Michael Enright, who appeared in Pirates Of The Caribbean alongside Johnny Depp, said the intervention of British armed forces would "end this fight much quicker".
The 51-year-old, originally from Manchester, claims he has been fighting with the Kurdish People's Protection Unit (YPG) for the last four months.
He said he was aware of about 40 Westerners fighting Isis in Syria - including around 10 Britons, but they were hugely outnumbered by the numbers travelling to join the extremist group.
Mr Enright told the Press Association: "We know for every one of us out here against Isis from England or America or the West, there's probably 10 to 20 who have joined Isis.

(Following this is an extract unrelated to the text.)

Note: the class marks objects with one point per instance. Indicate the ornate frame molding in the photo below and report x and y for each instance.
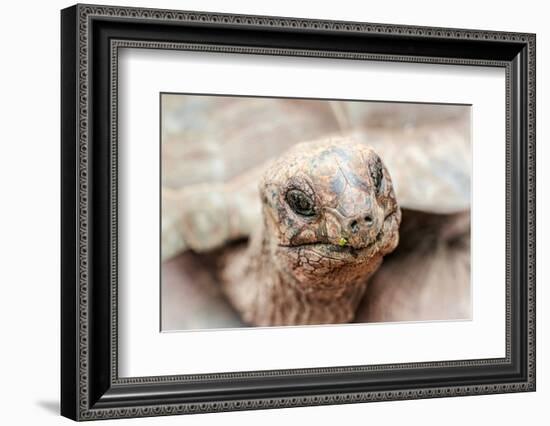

"I've come across dead Isis all the time. Nine times out of 10 we don't bury them. We don't cut their heads off like they do us. We just leave them where they fall most of the time. Sometimes they're beheaded because they get eaten by dogs."
Mr Enright said it was now "vital" for the British government to do more to support the fight against Islamic State.
Asked whether he would like to see British troops on the ground in Syria, he replied: "Personally yes, because it would end this fight much quicker.
"But I'm also British and I understand the English and American reticence to get involved in another Middle Eastern war.
"We have almost no heavy weapons. If we could get any kind of heavy weapons, that would be amazing.
"We just need Brits who have got some grit and are ready to go. That comes in all shapes and sizes, not just soldiers."
Former US soldier Jordan Matson, who is also fighting with the YPG, has called Mr Enright "mentally unstable" and accused him of trying to sell his story to the media.
But the actor said claims that he was seeking publicity were "baloney".
Mr Enright said he had not had killed any Isis fighters himself, but he had filmed operations to clear villages held by the militant group.
Despite having no military training, he said he travelled to Syria without telling his mother and sister because he did not want them to talk him out of it.
"This is the most important thing I've ever done with my life," Mr Enright said.
"There's no acting job that can come close to this. I made a commitment to stay here until we've beaten Isis and that's what I intend to do.
"I'm here fighting with these lads I have a bond with. These guys here would take a bullet for me. They're beautiful people. I love them."
Mr Enright said he decided to join the fight against Isis after journalist James Foley was beheaded by Mohammed Emwazi known as "Jihadi John".
"I was just appalled by the cowardice of that man to do that," he said.